The ErgoVR Laboratory accommodates diverse participant cohorts—including industrial end-users, elderly populations, and individuals with motor or sensory impairments—through adjustable VR headset mounting, adaptive input modalities (voice, gaze, gesture), and customizable calibration protocols. It complies with key international standards for human factors research, including ISO 13407 (Human-centred design processes), ISO 9241-210 (Ergonomics of human-system interaction), and ASTM F2500 (Standard Practice for Evaluating Virtual Reality Systems). Data handling procedures align with GDPR Article 32 (security of processing) and support FDA 21 CFR Part 11 readiness through role-based access control, electronic signatures, and immutable audit logs.
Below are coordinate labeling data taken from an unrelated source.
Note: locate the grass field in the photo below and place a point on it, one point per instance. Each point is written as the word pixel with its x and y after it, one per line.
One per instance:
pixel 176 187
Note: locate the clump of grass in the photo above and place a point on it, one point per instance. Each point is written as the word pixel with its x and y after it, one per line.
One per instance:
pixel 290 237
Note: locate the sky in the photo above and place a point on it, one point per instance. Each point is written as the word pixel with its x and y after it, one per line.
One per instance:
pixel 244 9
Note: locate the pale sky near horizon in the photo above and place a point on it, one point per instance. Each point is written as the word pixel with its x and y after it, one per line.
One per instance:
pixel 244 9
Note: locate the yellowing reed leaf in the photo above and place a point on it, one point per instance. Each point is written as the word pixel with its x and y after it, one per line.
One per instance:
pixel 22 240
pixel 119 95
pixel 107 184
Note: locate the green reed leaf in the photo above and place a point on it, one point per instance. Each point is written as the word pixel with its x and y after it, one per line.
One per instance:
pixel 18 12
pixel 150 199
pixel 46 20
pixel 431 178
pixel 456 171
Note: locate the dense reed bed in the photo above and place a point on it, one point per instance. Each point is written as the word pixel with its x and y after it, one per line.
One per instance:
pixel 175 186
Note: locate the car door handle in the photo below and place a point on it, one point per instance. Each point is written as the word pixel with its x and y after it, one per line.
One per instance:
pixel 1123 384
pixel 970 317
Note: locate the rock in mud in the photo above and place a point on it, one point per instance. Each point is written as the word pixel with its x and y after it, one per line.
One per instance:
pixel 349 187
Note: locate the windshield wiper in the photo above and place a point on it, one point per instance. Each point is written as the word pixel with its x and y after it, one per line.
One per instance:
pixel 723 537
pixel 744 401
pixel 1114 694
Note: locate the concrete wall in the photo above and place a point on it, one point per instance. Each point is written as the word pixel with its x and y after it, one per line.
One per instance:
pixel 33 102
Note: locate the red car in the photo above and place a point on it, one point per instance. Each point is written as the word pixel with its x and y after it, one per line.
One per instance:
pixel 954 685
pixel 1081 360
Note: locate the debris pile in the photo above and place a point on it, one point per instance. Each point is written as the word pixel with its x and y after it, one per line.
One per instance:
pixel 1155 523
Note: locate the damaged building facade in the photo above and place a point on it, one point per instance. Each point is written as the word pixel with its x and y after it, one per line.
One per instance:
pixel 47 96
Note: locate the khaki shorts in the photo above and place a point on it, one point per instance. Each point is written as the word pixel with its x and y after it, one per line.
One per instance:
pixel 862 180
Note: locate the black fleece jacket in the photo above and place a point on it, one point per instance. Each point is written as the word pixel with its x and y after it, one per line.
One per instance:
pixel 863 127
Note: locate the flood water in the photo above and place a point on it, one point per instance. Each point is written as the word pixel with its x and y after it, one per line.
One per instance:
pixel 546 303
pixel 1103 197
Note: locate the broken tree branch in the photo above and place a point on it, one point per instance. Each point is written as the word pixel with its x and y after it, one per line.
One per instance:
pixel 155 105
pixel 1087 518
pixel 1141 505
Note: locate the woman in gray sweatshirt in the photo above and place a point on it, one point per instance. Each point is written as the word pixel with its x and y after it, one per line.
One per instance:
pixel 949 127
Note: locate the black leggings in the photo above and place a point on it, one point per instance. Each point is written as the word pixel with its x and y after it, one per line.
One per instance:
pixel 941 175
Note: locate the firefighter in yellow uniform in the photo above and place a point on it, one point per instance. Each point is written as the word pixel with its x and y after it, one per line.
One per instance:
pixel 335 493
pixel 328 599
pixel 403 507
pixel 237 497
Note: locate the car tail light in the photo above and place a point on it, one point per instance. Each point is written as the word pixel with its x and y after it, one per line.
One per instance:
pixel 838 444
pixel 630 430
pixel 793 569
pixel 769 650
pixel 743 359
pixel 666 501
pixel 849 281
Software & Data Management

The ErgoLAB Synchronization Cloud Platform serves as the central analytical hub, offering integrated modules for signal preprocessing (bandpass filtering, artifact rejection, ICA decomposition), feature extraction (fixation duration, saccade amplitude, spectral power bands, HRV time-frequency indices), and multivariate statistical modeling (mixed-effects regression, cluster-based permutation testing, canonical correlation analysis). All outputs—including annotated timelines, heatmaps, gaze-path overlays, and cohort-level comparative dashboards—are exportable in CSV, MATLAB .mat, and BIDS-compatible formats. The platform supports API-driven integration with Jupyter notebooks, RStudio, and Python-based ML workflows (scikit-learn, MNE-Python), and offers optional white-label deployment for enterprise clients requiring on-premises infrastructure or HIPAA/FDA audit readiness.

Applications

• Automotive UX validation: Assess driver attention allocation, cognitive load during ADAS interaction, and HUD information salience under simulated driving scenarios.
• Medical device usability testing: Evaluate workflow interruption risks, error-prone interactions, and training effectiveness for surgical navigation systems or infusion pumps.
• Consumer electronics interface optimization: Quantify first-use success rates, mental model alignment, and emotional valence shifts during smartphone or smart home controller interaction.
• Ergonomic workstation design: Measure biomechanical strain, visual fatigue, and postural adaptation during extended VR-based assembly task simulations.
• Accessibility research: Benchmark performance and subjective comfort of voice- or gaze-controlled interfaces for users with upper-limb mobility limitations.

FAQ

Is the system compatible with existing VR development pipelines?
Yes—the platform provides native SDKs for Unity and Unreal Engine, supporting both standalone builds and editor-integrated debugging with live biometric overlay.
Can data be exported for third-party statistical analysis?
All raw and processed datasets are exportable in open, non-proprietary formats (CSV, HDF5, BIDS), including full metadata schemas and event annotation files.
Does the solution support multi-site collaborative studies?
The cloud architecture enables secure cross-institutional data sharing via encrypted project workspaces, with configurable permissions and federated analysis capabilities.
What level of technical support is provided post-installation?
Kingfar offers comprehensive implementation services—including on-site system validation, researcher training, SOP documentation, and annual GLP/GMP compliance review support.
Are customization options available for domain-specific research requirements?
Yes—custom module development, proprietary algorithm integration, and regulatory submission package preparation (e.g., FDA 510(k) human factors reports) are available under formal service agreements.